There are currently 21 active nests around the bay and 45 chicks have hatched this year, according to Don Riepe, who patrols the area as Jamaica Bay Guardian for the American Littoral Society.

“That’s great news,” Riepe said, adding that the area's osprey population “is pretty much restored.”

Last year, he said, there were about 18 nests around the bay with 21 chicks.

In 1990, there were none.

The osprey's population around the entire state has been rebounding after a plummet in the 1960s when the bird's egg shells started to thin due to DDT and other pesticide use, according to Tod Winston, a spokesman for the New York City Audubon Society

Their numbers started to grow again after DDT was banned in 1972.

When ospreys — large brown fish-eating raptors with a mostly white breast — were spotted in the Coney Island area in 1990, Riepe set up the first nesting platform in Jamaica Bay, a wildlife refuge considered one of the best birdwatching locations in the city.

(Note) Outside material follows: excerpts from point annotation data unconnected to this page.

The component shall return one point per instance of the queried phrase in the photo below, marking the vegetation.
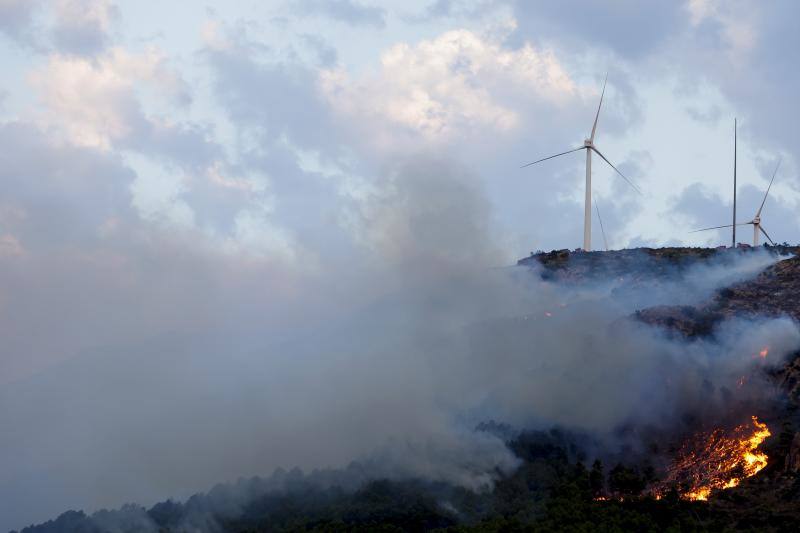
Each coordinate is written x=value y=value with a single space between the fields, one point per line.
x=552 y=490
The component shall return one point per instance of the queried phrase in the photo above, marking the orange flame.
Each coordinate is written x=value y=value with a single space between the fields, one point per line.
x=717 y=460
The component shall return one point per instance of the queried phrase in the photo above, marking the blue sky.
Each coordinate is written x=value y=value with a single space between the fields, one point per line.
x=248 y=167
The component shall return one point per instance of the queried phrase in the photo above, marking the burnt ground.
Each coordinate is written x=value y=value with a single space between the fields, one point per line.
x=552 y=490
x=775 y=491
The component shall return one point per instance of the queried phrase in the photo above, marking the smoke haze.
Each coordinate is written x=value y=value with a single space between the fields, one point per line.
x=185 y=365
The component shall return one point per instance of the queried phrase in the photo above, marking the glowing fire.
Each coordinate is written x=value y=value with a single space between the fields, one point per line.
x=717 y=460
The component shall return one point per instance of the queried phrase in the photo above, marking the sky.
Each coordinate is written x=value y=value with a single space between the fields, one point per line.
x=177 y=167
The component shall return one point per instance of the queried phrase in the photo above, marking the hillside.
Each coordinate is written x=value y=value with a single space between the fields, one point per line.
x=562 y=482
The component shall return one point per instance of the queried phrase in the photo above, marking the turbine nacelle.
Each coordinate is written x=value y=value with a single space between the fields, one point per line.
x=588 y=145
x=756 y=222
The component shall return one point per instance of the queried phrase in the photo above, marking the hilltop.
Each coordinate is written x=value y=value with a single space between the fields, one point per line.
x=557 y=486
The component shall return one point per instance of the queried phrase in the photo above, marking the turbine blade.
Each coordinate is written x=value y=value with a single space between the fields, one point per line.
x=635 y=188
x=597 y=116
x=552 y=156
x=720 y=227
x=767 y=236
x=602 y=230
x=768 y=188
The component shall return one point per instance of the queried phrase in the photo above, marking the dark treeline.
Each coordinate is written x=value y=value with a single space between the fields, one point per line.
x=552 y=490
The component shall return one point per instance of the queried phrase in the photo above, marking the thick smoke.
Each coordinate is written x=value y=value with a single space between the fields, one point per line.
x=390 y=352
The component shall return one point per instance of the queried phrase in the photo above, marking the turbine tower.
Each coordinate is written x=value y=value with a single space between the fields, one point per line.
x=756 y=222
x=589 y=146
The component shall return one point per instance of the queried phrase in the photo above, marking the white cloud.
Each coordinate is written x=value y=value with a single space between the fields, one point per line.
x=94 y=102
x=82 y=26
x=450 y=86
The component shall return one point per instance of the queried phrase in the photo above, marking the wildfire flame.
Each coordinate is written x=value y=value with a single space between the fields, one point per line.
x=717 y=460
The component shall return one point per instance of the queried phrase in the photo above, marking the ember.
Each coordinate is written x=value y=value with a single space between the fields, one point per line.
x=716 y=460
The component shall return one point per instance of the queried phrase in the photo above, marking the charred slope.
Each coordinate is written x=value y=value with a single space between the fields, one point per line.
x=633 y=264
x=775 y=292
x=558 y=486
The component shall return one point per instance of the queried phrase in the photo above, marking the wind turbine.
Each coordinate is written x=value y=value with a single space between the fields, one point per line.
x=602 y=230
x=589 y=146
x=756 y=222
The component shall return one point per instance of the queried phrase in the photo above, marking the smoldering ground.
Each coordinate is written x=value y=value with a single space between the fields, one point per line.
x=389 y=351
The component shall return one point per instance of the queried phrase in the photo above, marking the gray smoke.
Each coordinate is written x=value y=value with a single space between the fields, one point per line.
x=390 y=351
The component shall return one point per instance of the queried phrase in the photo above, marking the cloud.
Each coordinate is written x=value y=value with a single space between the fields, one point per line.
x=17 y=21
x=628 y=28
x=94 y=102
x=82 y=26
x=452 y=86
x=348 y=11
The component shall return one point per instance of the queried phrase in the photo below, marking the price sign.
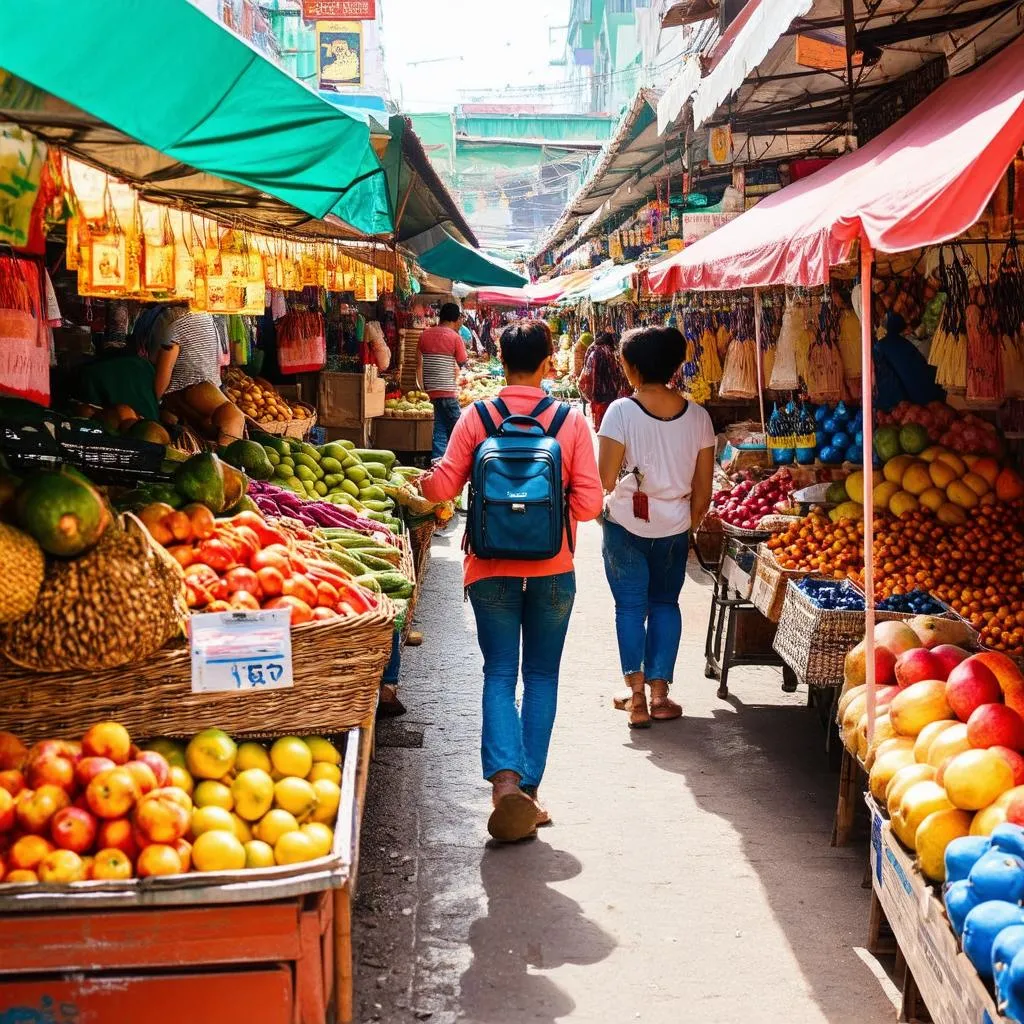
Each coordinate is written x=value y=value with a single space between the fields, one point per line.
x=233 y=651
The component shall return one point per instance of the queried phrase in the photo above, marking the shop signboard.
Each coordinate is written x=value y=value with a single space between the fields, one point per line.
x=339 y=10
x=339 y=46
x=236 y=651
x=699 y=225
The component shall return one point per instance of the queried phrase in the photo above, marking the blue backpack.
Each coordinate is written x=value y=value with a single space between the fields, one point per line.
x=518 y=507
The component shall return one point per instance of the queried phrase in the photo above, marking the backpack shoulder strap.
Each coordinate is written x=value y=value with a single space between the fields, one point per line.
x=486 y=419
x=561 y=414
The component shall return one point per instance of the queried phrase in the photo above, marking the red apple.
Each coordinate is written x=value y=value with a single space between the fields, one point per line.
x=158 y=765
x=144 y=777
x=12 y=752
x=108 y=739
x=88 y=768
x=116 y=834
x=971 y=685
x=73 y=828
x=36 y=807
x=916 y=665
x=7 y=816
x=948 y=656
x=1015 y=761
x=113 y=794
x=995 y=725
x=50 y=764
x=162 y=817
x=12 y=780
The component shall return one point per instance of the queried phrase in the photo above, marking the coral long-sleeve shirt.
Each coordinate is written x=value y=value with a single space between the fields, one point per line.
x=580 y=477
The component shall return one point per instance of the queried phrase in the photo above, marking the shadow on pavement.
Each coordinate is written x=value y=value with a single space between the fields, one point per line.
x=527 y=925
x=762 y=769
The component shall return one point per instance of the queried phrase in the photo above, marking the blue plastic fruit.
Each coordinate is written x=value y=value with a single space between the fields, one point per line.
x=1009 y=838
x=981 y=927
x=961 y=900
x=1007 y=945
x=998 y=876
x=963 y=853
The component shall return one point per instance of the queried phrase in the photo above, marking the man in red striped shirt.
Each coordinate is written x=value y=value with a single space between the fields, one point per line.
x=441 y=352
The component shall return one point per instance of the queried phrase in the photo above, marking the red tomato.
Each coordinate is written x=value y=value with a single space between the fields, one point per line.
x=274 y=557
x=271 y=581
x=183 y=554
x=301 y=612
x=302 y=588
x=242 y=579
x=243 y=599
x=217 y=554
x=201 y=572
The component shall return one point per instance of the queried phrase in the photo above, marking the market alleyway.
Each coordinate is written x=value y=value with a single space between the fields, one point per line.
x=688 y=876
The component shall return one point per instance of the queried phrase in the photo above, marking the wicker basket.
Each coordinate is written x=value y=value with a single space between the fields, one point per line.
x=769 y=586
x=814 y=641
x=337 y=666
x=421 y=534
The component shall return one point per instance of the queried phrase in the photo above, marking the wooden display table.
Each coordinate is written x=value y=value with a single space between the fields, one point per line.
x=259 y=946
x=937 y=973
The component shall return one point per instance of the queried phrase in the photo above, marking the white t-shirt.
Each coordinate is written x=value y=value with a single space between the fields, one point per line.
x=666 y=454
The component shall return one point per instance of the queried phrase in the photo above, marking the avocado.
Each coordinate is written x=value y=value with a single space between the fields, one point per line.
x=62 y=511
x=202 y=479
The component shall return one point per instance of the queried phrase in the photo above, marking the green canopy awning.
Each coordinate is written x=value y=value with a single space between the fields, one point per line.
x=458 y=262
x=168 y=76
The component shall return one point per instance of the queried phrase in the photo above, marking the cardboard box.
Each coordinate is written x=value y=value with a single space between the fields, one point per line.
x=946 y=979
x=403 y=435
x=348 y=399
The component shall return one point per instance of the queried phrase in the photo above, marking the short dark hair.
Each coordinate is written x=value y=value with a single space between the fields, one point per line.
x=655 y=352
x=524 y=345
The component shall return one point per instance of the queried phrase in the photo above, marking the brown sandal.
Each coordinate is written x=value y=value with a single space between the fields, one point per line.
x=514 y=816
x=663 y=708
x=639 y=716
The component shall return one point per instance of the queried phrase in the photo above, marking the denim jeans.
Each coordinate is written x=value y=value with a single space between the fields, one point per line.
x=446 y=413
x=646 y=576
x=393 y=667
x=532 y=614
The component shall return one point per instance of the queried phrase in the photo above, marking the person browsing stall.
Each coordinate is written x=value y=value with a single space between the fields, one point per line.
x=521 y=604
x=441 y=352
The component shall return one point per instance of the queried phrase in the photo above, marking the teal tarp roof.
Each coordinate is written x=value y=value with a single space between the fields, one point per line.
x=458 y=262
x=168 y=76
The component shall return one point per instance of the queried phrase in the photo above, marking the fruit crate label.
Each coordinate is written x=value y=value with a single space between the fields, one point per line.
x=235 y=651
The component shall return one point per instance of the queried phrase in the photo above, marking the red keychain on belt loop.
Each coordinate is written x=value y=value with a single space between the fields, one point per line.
x=641 y=506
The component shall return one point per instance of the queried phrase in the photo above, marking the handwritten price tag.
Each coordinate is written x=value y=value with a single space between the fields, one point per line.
x=233 y=651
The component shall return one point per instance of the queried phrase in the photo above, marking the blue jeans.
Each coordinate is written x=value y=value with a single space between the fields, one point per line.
x=646 y=577
x=446 y=413
x=535 y=614
x=393 y=668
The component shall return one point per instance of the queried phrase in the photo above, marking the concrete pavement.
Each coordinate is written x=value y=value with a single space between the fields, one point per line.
x=688 y=876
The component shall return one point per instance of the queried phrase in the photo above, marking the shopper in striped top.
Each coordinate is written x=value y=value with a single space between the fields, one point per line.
x=440 y=354
x=185 y=348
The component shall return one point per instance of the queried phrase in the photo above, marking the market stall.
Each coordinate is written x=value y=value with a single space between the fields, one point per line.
x=900 y=581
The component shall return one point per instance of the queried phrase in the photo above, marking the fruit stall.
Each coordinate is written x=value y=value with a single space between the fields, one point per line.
x=134 y=778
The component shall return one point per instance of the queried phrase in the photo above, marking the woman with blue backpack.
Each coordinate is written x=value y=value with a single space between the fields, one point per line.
x=656 y=461
x=532 y=474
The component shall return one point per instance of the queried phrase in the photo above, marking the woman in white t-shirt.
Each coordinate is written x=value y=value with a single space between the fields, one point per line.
x=656 y=461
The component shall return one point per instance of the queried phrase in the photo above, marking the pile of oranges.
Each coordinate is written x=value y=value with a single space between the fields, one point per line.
x=976 y=567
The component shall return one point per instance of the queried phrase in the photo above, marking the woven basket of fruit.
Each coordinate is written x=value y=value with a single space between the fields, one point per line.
x=822 y=620
x=769 y=584
x=337 y=668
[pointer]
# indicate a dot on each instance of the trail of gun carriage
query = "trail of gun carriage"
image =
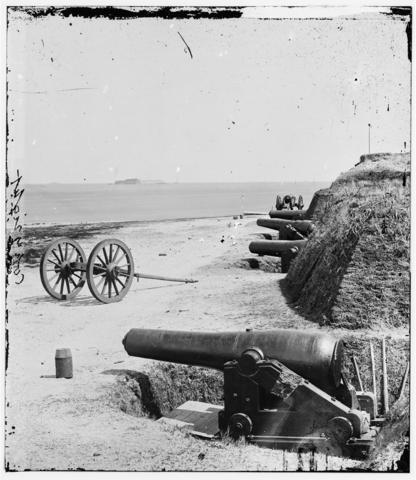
(260, 342)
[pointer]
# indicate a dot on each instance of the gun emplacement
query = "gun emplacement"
(282, 388)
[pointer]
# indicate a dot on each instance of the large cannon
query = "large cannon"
(282, 388)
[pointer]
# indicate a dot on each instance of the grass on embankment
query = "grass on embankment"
(355, 270)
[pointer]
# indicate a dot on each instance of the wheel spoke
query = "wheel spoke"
(115, 286)
(99, 273)
(123, 273)
(60, 251)
(72, 252)
(125, 265)
(52, 278)
(56, 256)
(120, 282)
(115, 255)
(100, 282)
(56, 283)
(102, 261)
(105, 283)
(51, 261)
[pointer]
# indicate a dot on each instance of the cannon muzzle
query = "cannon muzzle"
(274, 247)
(289, 214)
(303, 226)
(316, 357)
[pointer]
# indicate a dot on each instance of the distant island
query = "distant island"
(136, 181)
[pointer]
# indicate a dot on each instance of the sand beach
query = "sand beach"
(86, 416)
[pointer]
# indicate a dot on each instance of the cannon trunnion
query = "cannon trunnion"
(282, 388)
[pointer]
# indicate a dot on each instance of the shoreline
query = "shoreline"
(126, 223)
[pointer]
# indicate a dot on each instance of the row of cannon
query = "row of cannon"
(294, 228)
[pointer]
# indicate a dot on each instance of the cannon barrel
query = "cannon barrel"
(303, 226)
(289, 214)
(316, 357)
(274, 247)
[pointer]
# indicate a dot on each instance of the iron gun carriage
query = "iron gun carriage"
(282, 388)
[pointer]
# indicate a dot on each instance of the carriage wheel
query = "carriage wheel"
(62, 269)
(110, 271)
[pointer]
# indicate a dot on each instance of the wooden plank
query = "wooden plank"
(201, 418)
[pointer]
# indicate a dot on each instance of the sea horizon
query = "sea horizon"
(97, 203)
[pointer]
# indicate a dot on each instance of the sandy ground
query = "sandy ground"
(74, 424)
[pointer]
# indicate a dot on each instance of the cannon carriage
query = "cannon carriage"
(108, 271)
(282, 388)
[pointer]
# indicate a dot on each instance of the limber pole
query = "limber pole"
(357, 373)
(385, 380)
(373, 370)
(404, 380)
(369, 130)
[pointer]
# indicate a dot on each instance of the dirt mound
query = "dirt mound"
(355, 270)
(164, 387)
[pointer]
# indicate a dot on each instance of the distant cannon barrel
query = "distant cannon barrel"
(303, 226)
(289, 214)
(274, 247)
(316, 357)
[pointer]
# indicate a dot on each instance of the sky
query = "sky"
(207, 100)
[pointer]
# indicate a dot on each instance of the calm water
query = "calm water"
(85, 203)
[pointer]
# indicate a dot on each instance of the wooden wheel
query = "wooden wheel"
(62, 269)
(110, 271)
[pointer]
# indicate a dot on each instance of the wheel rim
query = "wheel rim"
(110, 271)
(62, 269)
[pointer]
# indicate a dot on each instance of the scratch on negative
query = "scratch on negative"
(187, 46)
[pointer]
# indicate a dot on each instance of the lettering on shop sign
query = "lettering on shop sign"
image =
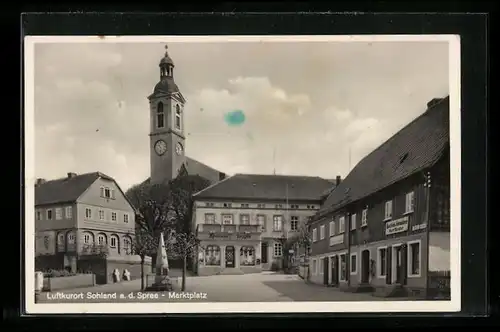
(396, 226)
(419, 227)
(239, 236)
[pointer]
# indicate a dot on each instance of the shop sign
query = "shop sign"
(419, 227)
(396, 226)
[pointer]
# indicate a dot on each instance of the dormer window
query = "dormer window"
(178, 117)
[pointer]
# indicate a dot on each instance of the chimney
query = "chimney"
(40, 181)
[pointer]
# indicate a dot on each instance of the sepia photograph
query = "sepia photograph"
(204, 174)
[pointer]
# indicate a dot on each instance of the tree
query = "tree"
(184, 246)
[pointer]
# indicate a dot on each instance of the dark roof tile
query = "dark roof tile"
(64, 190)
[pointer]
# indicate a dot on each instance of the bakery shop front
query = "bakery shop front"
(228, 249)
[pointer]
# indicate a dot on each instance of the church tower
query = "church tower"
(166, 106)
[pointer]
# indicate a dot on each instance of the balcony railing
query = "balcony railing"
(218, 228)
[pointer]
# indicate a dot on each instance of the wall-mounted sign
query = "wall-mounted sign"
(396, 226)
(337, 239)
(419, 227)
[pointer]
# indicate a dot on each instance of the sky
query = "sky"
(311, 108)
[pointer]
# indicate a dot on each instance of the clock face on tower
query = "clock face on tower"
(160, 147)
(178, 149)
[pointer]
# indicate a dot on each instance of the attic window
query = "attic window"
(403, 158)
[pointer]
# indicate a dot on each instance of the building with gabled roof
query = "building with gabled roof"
(82, 223)
(243, 220)
(167, 132)
(385, 227)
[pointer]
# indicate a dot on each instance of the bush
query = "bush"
(275, 266)
(58, 273)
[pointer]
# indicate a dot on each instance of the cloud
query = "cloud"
(308, 107)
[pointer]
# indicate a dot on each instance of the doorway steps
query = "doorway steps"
(394, 290)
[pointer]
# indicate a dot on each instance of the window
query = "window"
(331, 228)
(294, 223)
(227, 219)
(382, 261)
(127, 245)
(58, 213)
(177, 117)
(60, 239)
(343, 271)
(388, 210)
(409, 202)
(341, 225)
(212, 255)
(278, 250)
(69, 212)
(101, 239)
(160, 116)
(245, 219)
(261, 220)
(414, 259)
(363, 217)
(209, 218)
(354, 263)
(247, 256)
(277, 223)
(86, 238)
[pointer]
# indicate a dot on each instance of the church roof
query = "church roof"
(420, 144)
(270, 187)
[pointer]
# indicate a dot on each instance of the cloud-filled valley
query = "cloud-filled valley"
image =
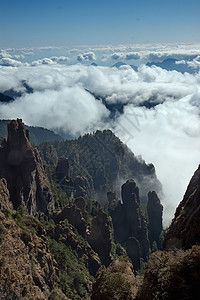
(75, 99)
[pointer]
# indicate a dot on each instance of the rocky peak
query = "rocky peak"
(184, 230)
(23, 169)
(100, 237)
(130, 226)
(154, 211)
(130, 192)
(62, 169)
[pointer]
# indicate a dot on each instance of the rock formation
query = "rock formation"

Soon after that, the first pair settled there, he said.

Riepe said that among another factors that contributed to the bird's rebirth is water quality improvement as well as the area's ample supply of menhaden, or bunker, the fish of choice for osprey.

“If they have really good numbers of menhaden that stimulates them to produce more eggs,” Riepe said.

Winston said that nesting ospreys can also be seen in several places around Staten Island, in Pelham Bay Park in the Bronx and in Alley Pond Park in Queens. 

"The birds are doing well in New York City and in New York State," Winston said. “They breed here and are commonly seen during migration."

The birds, also known as fish eagles, travel to the Caribbean and South America every year for the wintertime and return in spring to North America where they nest in the same spots year after year.